Note: my uname -a output is:
Linux wolf 4.4.0-75-generic #96-Ubuntu SMP Thu Apr 20 09:56:48 UTC 2017 aarch64 aarch64 aarch64 GNU/Linux
Comment 1 Julian Seward 2017-06-12 06:56:47 UTC
(In reply to IsaacOscar from comment #0)
>             "LDR X0, [X29, X0, SXTX #3]");

Did you write that instruction by hand (in the original situation where it
crashed, not in this test case) ?  I ask because I have never seen gcc nor
LLVM/Clang generate a memory address like that.

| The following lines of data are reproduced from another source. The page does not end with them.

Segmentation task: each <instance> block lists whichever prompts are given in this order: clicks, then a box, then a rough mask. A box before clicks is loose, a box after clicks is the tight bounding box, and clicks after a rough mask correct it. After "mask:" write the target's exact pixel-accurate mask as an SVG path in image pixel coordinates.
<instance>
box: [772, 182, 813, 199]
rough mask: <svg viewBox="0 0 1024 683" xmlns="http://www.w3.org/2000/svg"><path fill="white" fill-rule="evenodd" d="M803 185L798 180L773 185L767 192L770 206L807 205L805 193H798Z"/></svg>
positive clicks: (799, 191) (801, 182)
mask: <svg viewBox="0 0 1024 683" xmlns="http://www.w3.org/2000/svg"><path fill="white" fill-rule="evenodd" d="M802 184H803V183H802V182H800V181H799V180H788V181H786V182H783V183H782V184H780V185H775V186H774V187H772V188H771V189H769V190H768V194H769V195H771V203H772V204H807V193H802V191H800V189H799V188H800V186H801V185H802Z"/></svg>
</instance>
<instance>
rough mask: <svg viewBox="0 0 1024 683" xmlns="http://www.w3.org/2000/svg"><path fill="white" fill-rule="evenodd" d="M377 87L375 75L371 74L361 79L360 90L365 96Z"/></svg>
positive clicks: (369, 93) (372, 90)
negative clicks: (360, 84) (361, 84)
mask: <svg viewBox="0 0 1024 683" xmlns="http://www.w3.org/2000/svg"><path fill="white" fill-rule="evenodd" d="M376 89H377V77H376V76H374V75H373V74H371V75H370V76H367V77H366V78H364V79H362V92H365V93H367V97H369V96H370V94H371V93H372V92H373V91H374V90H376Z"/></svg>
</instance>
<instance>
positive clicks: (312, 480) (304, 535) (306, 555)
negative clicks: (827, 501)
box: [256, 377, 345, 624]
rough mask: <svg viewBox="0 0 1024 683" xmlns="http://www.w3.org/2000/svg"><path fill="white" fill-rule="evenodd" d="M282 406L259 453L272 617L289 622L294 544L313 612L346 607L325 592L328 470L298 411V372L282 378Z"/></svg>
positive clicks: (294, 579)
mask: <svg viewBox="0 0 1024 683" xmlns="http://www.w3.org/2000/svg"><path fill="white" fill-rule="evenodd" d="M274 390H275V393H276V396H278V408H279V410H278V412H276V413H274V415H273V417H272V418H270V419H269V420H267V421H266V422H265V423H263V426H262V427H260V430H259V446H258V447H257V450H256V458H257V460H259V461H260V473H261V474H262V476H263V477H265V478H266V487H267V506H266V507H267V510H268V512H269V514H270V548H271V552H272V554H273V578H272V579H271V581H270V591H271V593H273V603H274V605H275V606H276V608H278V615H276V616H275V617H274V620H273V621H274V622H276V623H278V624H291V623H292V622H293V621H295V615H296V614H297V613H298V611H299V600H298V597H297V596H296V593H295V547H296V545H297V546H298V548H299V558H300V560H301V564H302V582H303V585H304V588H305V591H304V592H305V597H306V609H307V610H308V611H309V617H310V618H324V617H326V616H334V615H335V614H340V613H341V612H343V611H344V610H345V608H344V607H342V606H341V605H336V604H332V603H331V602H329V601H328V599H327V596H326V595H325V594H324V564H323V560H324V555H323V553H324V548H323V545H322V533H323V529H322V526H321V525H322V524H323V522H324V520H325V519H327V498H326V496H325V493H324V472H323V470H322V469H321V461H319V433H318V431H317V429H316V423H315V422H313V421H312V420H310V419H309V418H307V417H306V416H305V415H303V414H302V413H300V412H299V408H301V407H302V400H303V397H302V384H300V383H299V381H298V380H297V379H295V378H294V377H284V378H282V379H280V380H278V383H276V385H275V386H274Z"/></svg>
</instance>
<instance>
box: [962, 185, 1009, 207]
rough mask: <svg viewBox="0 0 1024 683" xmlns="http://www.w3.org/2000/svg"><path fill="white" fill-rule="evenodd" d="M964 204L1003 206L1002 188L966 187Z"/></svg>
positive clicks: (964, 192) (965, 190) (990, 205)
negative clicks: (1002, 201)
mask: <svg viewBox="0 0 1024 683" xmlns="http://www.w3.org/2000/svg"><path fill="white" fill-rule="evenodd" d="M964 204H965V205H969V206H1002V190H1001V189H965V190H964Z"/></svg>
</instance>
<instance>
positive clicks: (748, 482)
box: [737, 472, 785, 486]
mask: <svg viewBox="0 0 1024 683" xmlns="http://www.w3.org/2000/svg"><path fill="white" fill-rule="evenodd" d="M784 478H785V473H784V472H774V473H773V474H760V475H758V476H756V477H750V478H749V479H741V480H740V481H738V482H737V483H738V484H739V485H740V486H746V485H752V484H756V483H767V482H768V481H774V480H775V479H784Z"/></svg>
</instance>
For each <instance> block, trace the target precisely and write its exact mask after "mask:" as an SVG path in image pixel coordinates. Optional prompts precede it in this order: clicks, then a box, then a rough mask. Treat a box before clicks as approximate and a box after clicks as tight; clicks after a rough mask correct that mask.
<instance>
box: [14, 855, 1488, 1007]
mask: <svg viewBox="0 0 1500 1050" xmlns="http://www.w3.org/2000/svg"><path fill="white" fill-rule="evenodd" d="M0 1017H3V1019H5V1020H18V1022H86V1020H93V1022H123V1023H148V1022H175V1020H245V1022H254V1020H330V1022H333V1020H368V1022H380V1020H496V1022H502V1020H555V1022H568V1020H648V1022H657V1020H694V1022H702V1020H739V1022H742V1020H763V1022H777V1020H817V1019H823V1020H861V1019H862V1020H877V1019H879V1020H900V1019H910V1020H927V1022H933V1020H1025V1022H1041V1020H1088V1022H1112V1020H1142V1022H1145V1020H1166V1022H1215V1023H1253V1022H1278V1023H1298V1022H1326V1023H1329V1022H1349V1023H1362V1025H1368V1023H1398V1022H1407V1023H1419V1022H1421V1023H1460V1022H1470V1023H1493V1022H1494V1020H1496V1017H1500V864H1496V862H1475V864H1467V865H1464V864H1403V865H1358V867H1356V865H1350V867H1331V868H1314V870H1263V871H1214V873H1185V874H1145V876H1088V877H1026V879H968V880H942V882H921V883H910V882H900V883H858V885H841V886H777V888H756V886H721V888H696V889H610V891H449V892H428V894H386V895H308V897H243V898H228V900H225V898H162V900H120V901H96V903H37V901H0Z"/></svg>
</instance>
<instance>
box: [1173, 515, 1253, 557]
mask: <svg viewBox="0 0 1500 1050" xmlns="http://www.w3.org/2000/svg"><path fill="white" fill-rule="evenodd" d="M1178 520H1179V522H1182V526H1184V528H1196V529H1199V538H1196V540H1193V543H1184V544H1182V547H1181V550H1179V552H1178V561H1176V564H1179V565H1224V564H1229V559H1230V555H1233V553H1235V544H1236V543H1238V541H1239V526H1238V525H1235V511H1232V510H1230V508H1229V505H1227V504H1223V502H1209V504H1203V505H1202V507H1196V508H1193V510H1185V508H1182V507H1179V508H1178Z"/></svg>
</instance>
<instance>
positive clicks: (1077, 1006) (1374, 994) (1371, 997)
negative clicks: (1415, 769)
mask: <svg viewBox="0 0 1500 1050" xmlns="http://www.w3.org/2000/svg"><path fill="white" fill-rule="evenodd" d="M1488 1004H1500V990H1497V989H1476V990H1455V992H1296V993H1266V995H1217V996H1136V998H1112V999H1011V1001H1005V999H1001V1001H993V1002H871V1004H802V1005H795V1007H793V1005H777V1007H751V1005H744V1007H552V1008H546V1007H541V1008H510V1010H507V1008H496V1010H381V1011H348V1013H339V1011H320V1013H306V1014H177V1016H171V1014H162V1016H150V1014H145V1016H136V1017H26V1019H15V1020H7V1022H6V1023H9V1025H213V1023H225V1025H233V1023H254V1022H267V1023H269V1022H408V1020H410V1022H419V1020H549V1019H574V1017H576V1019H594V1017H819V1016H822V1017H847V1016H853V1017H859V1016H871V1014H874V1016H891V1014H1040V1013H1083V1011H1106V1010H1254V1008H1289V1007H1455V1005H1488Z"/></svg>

In VEX/priv/guest_arm64_toIR.c, function gen_indexed_EA, find this

      case BITS4(1,1,1,1): goto fail; //ATC
      case BITS4(0,1,1,1):
         rhs = binop(Iop_Shl64, getIReg64orZR(mm), mkU8(szLg2));
         vex_sprintf(buf, "[%s, %s lsl %u]",
                     nameIReg64orZR(nn), nameIReg64orZR(mm), szLg2);
         break;

and remove the "goto fail;" on the first line, allowing it to fall through
to the 0111 case.  Does that help?  Does it provide the correct behaviour
for you for both positive and negative values of X0 ?
Comment 2 IsaacOscar 2017-06-12 07:35:12 UTC
Actually I found this error when I tried running callgrind through an executable a compiler I am writing generated (it used to output SXTX, but I have since changed it to output LSL because of this).

From my understanding the specification of the ARMv8-A reference manual, SXTX and LSL have identical behaviour but are encoded differently. (probably why GCC and clang don't bother emitting it).

Thank you, I tried that modification on the latest stable 3.12.0 source and it worked, thank you!